Genomic and non-genomic effect of cortisol on phagocytosis in freshwater teleost Channa punctatus: An in vitro study

The non-genomic action of glucocorticoid, besides classical genomic action, is recently implicated in regulation of phagocyte activities in mammals. With regard to the non-mammalian vertebrates, this study in the teleost, Channa punctatus, for the first time demonstrates the regulation of innate immunity by cortisol following non-genomic pathway. Cortisol suppressed the phagocytic activity of splenic phagocytes in a time- and concentration-dependent manner. Intriguingly, it impeded the phagocytosis within 15 min which is too short for conventional genomic action. The cortisol-induced rapid inhibition could not be altered by transcription and translation inhibitors, suggesting the involvement of non-genomic pathway.
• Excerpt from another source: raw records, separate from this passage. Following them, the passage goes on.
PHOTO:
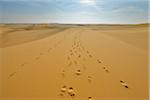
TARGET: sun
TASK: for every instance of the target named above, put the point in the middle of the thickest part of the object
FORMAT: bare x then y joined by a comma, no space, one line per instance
88,2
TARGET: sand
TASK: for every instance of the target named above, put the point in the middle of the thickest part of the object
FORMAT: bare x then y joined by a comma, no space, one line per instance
79,62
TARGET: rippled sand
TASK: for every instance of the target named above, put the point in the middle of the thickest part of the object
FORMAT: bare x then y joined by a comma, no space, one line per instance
74,62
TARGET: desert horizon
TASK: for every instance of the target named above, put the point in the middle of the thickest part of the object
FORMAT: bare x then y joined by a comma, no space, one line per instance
74,62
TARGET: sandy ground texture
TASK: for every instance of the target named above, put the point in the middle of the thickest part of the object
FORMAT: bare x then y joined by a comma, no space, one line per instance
74,62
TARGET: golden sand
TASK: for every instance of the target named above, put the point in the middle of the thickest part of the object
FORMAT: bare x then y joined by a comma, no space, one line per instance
74,62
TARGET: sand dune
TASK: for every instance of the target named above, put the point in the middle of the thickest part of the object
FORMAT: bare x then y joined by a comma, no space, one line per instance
80,62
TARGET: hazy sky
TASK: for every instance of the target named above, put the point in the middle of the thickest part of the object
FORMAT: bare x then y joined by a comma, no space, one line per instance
74,11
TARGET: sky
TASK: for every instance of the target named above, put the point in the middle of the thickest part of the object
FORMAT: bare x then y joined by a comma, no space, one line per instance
74,11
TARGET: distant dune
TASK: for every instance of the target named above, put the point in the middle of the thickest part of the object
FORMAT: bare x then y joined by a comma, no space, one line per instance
74,62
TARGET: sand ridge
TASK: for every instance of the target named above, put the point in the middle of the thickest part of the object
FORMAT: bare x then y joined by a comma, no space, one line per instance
76,64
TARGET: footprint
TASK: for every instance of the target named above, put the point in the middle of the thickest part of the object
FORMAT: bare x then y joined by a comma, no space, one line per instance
79,56
90,56
23,64
75,62
71,92
12,74
49,49
70,64
37,58
107,70
68,58
71,54
84,67
90,98
61,94
78,72
124,84
87,52
89,79
63,73
64,89
99,61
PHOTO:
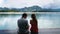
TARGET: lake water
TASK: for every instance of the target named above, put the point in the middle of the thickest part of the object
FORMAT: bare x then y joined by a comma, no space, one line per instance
8,23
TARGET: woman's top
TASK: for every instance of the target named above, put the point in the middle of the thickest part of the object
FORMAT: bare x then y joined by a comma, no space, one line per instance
34,26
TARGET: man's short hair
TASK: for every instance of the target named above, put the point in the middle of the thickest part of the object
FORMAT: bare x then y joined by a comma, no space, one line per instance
24,14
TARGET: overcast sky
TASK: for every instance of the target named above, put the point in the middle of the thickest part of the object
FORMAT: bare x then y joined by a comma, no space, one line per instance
28,3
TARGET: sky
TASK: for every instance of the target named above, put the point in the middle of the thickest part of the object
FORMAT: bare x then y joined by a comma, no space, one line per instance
24,3
44,21
28,3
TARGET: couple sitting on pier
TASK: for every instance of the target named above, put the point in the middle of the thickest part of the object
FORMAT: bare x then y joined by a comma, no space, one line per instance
24,26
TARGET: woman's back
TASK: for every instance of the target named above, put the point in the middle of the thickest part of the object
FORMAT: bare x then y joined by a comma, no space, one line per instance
34,25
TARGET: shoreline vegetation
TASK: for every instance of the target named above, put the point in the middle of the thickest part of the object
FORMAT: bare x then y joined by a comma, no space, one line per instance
29,9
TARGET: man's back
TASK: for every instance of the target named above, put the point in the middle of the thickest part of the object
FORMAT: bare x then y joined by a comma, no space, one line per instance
23,25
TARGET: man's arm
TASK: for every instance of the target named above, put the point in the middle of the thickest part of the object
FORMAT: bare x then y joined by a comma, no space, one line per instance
27,25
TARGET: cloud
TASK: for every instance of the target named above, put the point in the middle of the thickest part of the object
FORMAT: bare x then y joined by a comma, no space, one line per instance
26,3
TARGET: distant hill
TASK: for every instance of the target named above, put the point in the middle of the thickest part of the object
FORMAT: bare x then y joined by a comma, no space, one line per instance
28,9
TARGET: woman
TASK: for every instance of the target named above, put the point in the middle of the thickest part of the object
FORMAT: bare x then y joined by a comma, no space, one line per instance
34,26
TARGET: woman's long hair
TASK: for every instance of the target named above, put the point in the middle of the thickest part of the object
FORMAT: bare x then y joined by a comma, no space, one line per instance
33,17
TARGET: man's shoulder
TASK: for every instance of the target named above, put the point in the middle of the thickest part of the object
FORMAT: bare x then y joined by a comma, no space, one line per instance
22,20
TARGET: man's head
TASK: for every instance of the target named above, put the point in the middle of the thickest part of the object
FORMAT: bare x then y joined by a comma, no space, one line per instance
24,15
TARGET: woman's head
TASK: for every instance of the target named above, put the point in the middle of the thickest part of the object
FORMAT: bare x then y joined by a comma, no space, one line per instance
33,16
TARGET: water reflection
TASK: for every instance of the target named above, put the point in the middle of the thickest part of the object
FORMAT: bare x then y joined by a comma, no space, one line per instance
44,21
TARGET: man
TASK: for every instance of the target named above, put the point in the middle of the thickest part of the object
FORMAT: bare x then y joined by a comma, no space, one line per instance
23,24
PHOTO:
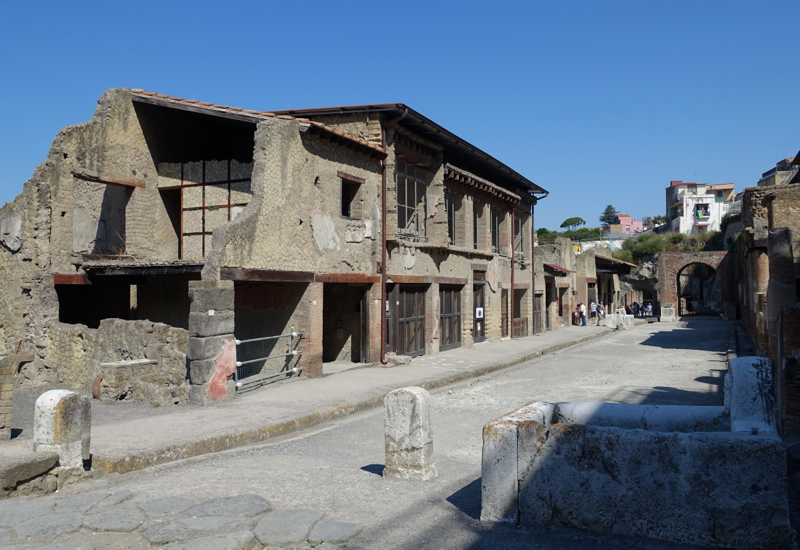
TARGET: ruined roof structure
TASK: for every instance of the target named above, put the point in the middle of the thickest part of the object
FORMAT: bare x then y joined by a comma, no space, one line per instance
163,229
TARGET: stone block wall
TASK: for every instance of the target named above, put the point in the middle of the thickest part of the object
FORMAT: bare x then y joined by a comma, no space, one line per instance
74,352
675,473
6,389
212,350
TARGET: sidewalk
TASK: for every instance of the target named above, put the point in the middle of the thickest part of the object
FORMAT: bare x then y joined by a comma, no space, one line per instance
132,436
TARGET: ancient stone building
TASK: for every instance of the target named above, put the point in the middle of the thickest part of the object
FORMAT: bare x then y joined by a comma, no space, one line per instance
172,230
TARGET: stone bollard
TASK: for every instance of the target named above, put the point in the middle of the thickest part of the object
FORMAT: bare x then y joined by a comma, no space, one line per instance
409,437
63,425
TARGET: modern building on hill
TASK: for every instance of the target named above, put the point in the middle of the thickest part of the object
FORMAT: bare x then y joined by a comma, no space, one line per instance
697,207
785,172
625,225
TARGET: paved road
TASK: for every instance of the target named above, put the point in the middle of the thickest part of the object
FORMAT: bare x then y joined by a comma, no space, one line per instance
336,468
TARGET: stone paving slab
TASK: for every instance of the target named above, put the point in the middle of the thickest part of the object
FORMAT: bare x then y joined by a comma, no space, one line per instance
192,528
36,523
286,526
165,506
230,541
122,518
240,505
333,531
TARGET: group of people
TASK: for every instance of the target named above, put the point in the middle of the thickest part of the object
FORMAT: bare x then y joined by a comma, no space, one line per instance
595,310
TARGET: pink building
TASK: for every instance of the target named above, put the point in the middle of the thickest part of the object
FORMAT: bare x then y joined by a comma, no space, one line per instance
625,225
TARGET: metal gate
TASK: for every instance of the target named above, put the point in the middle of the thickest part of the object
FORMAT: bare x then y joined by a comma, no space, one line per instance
257,363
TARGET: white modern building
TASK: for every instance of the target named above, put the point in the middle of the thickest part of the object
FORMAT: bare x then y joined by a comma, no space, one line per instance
697,207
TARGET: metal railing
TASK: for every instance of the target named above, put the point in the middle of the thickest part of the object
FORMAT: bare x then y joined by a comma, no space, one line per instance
256,363
520,327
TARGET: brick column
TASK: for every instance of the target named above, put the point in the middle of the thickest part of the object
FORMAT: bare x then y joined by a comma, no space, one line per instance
6,388
375,310
212,351
311,346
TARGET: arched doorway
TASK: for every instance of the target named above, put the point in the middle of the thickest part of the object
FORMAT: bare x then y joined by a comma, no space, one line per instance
699,290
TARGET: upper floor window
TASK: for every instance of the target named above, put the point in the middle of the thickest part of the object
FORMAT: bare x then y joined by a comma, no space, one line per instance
412,187
351,205
477,214
519,235
450,208
495,225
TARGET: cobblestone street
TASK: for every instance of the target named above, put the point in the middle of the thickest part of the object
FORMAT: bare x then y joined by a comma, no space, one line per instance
335,469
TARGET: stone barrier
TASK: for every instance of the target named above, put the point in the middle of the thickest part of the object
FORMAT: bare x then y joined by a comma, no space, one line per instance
408,434
63,425
667,314
712,476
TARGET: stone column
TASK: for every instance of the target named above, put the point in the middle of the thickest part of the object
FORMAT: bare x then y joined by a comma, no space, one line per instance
212,350
408,435
63,425
6,388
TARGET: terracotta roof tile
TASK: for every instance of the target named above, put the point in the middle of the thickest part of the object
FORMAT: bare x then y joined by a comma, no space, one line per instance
263,114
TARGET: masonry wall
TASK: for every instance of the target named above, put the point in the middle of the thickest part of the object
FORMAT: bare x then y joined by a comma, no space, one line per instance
74,352
294,222
58,218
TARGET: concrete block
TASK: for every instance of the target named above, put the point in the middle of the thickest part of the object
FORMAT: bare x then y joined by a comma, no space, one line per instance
16,469
749,389
499,472
660,418
408,435
201,372
690,488
207,348
217,299
63,425
205,324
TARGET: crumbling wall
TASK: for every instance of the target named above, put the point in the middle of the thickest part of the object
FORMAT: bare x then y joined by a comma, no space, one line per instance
6,388
74,352
58,217
294,220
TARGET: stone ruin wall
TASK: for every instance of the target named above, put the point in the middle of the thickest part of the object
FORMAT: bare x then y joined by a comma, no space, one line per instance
74,353
57,217
294,221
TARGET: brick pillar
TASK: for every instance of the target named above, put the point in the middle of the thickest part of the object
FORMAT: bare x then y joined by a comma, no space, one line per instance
432,328
212,351
6,388
311,350
374,314
781,290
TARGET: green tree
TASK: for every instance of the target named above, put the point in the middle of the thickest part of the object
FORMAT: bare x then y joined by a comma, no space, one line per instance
572,223
544,235
608,215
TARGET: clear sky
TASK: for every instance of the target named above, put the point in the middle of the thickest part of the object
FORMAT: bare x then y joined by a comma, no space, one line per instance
598,102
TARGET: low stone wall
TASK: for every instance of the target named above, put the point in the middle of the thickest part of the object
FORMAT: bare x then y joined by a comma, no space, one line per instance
6,387
73,355
675,473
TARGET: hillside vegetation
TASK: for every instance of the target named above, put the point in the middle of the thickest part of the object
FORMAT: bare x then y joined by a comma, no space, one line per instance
650,244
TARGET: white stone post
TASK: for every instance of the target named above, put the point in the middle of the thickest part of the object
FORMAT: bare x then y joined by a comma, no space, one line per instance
409,437
63,424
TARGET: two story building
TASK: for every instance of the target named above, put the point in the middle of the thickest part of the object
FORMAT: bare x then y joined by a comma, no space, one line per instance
359,231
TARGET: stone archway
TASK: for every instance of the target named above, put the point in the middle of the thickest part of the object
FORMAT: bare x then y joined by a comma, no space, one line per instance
671,263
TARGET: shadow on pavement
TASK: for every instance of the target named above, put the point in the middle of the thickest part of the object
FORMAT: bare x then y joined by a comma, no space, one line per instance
468,499
376,469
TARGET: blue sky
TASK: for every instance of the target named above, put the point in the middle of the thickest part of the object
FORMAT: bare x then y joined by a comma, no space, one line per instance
598,102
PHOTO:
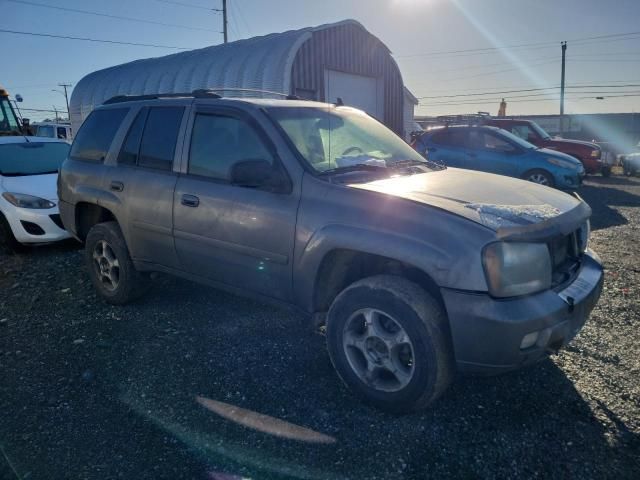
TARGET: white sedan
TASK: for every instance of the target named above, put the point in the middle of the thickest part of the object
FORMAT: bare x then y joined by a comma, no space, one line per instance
28,198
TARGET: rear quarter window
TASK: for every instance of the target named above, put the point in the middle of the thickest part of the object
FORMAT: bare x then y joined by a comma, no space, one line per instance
94,138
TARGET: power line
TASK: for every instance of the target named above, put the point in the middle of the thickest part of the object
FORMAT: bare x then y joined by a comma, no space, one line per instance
578,41
529,90
240,15
472,67
87,39
106,15
191,5
533,100
594,83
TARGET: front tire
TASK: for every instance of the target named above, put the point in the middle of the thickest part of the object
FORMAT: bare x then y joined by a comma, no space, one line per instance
110,266
8,241
389,343
539,176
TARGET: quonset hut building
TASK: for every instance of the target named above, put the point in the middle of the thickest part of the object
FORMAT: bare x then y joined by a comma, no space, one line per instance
338,60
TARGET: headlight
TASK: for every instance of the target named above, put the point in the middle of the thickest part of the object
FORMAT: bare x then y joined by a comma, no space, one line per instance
516,268
583,236
562,163
27,201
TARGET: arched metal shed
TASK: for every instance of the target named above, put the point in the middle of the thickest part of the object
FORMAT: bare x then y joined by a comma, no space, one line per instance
321,63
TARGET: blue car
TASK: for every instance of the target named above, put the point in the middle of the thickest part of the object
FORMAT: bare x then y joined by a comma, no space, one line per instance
494,150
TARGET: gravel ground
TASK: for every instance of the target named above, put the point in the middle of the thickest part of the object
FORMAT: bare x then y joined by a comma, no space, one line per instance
92,391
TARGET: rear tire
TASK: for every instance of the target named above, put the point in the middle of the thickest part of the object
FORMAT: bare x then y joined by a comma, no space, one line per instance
8,241
539,176
110,266
389,342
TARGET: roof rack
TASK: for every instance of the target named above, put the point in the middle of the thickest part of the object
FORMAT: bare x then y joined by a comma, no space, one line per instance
465,119
199,93
249,90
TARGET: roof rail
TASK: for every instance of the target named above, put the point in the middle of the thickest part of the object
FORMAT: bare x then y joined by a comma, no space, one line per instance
249,90
199,93
465,119
154,96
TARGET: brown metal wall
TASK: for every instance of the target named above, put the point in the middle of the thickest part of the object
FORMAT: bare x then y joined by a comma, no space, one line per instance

Since membrane impermeable BSA-cortisol mimicked the rapid inhibitory effect of cortisol at 15 min, we speculated that cortisol exerted its non-genomic effect on phagocytosis by acting at membrane site. These membrane-bound glucocorticoid receptors seem similar to cytosolic GR, as rapid inhibitory effect of cortisol was blocked by the cytoplasmic glucocorticoid receptor blocker RU-486. Using inhibitors for adenylate cyclase/protein kinase A (PKA) and estimating intracellular cAMP, adenylate cyclase-PKA pathway was seen involved in mediating the rapid non-genomic action of cortisol in phagocytes of C. punctatus. In contrast to the rapid effect, inhibitory effect of cortisol on phagocytosis after 1 h was blocked by protein synthesis inhibitors, thus implicating genomic regulation. An overview of our data suggests that cortisol regulates phagocytosis in C. punctatus via genomic as well as non-genomic mechanisms. Further, the non-genomic action of cortisol is mediated via membrane-bound GR coupled to cAMP-PKA system.